Apesar do anúncio de negociações, a guerra no Oriente Médio continua sem trégua

 Segundo  Trump, Irã e EUA negociam neste momento para tentar encerrar o conflito iniciado em 28 de fevereiro.

Uma coluna de fumaça e um fragmento de concreto se elevam do local de um ataque aéreo israelense nos arredores orientais de Tiro, no sul do Líbano, em 24 de março de 2026.
Uma coluna de fumaça e um fragmento de concreto se elevam do local de um ataque aéreo israelense nos arredores orientais de Tiro, no sul do Líbano, em 24 de março de 2026.


Na quarta-feira (25), os bombardeios continuaram no Oriente Médio, mesmo com o plano de paz divulgado por Donald Trump. Mísseis e drones iranianos foram disparados contra Israel e nações do Golfo, enquanto ataques israelenses atingiram Teerã e Líbano. 

O presidente Donald Trump declarou na terça-feira que Irã e Estados Unidos estão negociando “neste momento” para tentar pôr fim ao conflito que começou em 28 de fevereiro.

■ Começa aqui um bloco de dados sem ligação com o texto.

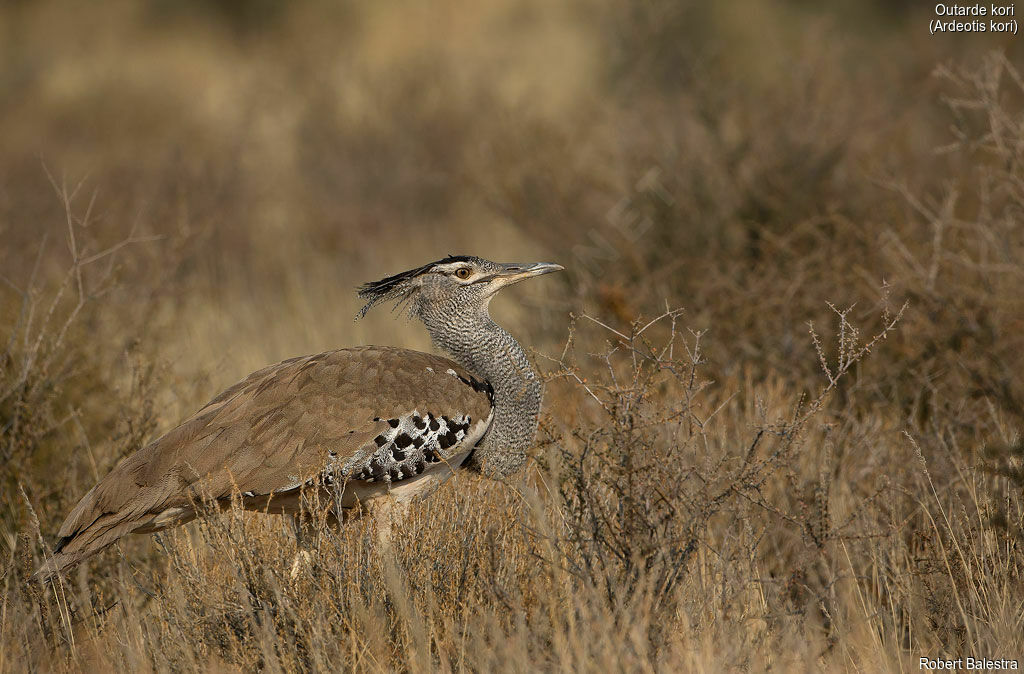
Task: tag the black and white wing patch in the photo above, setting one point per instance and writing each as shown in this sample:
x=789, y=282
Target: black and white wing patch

Ele comunicou que seu representante Steve Witkoff, seu genro Jared Kushner, o vice-presidente JD Vance e o secretário de Estado americano, Marco Rubio, estão envolvidos no processo.

Diversos veículos de comunicação, como o jornal New York Times e a emissora israelense Channel 12, relatam que o governo Trump apresentou ao Irã um plano de paz de 15 pontos, com a intermediação do Paquistão, que possui boas relações com todos os envolvidos.

De acordo com três fontes anônimas mencionadas pelo Channel 12, o governo dos EUA sugere um cessar-fogo de um mês, tempo necessário para que as autoridades iranianas avaliem suas demandas.


De acordo com o canal israelense, cinco dos 15 pontos do plano abordam o programa nuclear do Irã, outros exigem que se abandone o apoio a aliados iranianos na região, como Hezbollah e Hamas, e um ponto requer que o Estreito de Ormuz permaneça aberto à navegação.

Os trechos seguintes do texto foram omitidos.